Bug Hunter bughuntr at one.ctelcom.net
Mon Mar 20 16:37:09 CST 2000


On Mon, 20 Mar 2000, Richard Cobbe wrote:

> Lo, on Sunday, 19 March, 2000, Robert Barker did write:
> 
> > I'm getting DSL any day now and not knowing too much about how to go
> > about it, I want to build a home network behind a firewall.  Currently,
> > the plan is to create the firewall from an old P90 I have (no Xwindows -
> > just the basics), the firewall connects to a switch and the 3-4 pcs all
> > connect to the switch in turn.  I guess it would look something like
> > this:
> > 
> >   internet ----  dsl modem ----  firewall  -----  switch ----- pcs 
> > 
> > My questions are these:
<snip> > 
> 
> > The internal network is primarily for me, so I can diddle with a
> > php/mysql/webserver development box.  Also, I'm showing a switch over a
> > hub for performance.
> 
> Really?  Hadn't heard about this.  I was planning on moving to a situation
> not unlike this in the near future.  Do you have pricing info on switches?
> And how big is the performance difference?
> 
> Richard

  It varies between "wow!" and "ho hum!"

  If you have a lightly loaded network, switches will not make any
difference that you can tell.

  If you have a heavily loaded network -- say more than 10 pc's, then a
switch will make a difference, IF and ONLY IF, you have tons of traffic
between two or more pc's.

  Every Internet network packet is eventually sent to a MAC address on an
ethernet segment.  This MAC address is hard wired into the card.  It is
guaranteed unique by the manfuacturer, which gets a unique range of
addresses from a central source. (Linux can change its MAC address
via software, so you can spoof as another machine on the network).

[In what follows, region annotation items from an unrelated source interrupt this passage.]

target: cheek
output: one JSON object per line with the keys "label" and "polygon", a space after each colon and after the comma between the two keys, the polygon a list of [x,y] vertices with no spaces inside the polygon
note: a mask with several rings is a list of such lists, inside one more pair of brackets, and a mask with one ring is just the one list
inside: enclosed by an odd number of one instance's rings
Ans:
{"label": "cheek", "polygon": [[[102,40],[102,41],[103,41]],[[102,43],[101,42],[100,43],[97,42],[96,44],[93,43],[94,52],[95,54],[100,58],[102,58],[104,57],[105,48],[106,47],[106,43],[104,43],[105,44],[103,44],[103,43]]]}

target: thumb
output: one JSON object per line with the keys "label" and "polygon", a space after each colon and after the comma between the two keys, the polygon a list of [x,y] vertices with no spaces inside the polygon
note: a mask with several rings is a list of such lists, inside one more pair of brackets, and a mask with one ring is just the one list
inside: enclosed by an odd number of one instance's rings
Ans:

  A switch knows which MAC address is on which port.  It sends the message
packets for that MAC address to only that wire.  A hub does not know, and
sends all packets on all wires.  Ethernet protocol has collision detection
on transmission.  (Collision occurs when two ethernet devices transmit
data packets at the same time on the same wire.)  It will wait a random
amount of time before it resends packets back out if it detects a
collision of a transmitted data packet. On a heavily loaded network, this
can cause data to be transmitted slowly due to very high occurence of 
delayed re-transmission of packets.

  switches tend to avoid collision of data packets, since traffic to a
machine is not put on the same wire as traffic for other machines.  It is
a traffic cop.  It can slow traffic down on a lightly loaded network, due
to the switching overhead.  Therefore, on lightly loaded networks,
switches can cause performance loss.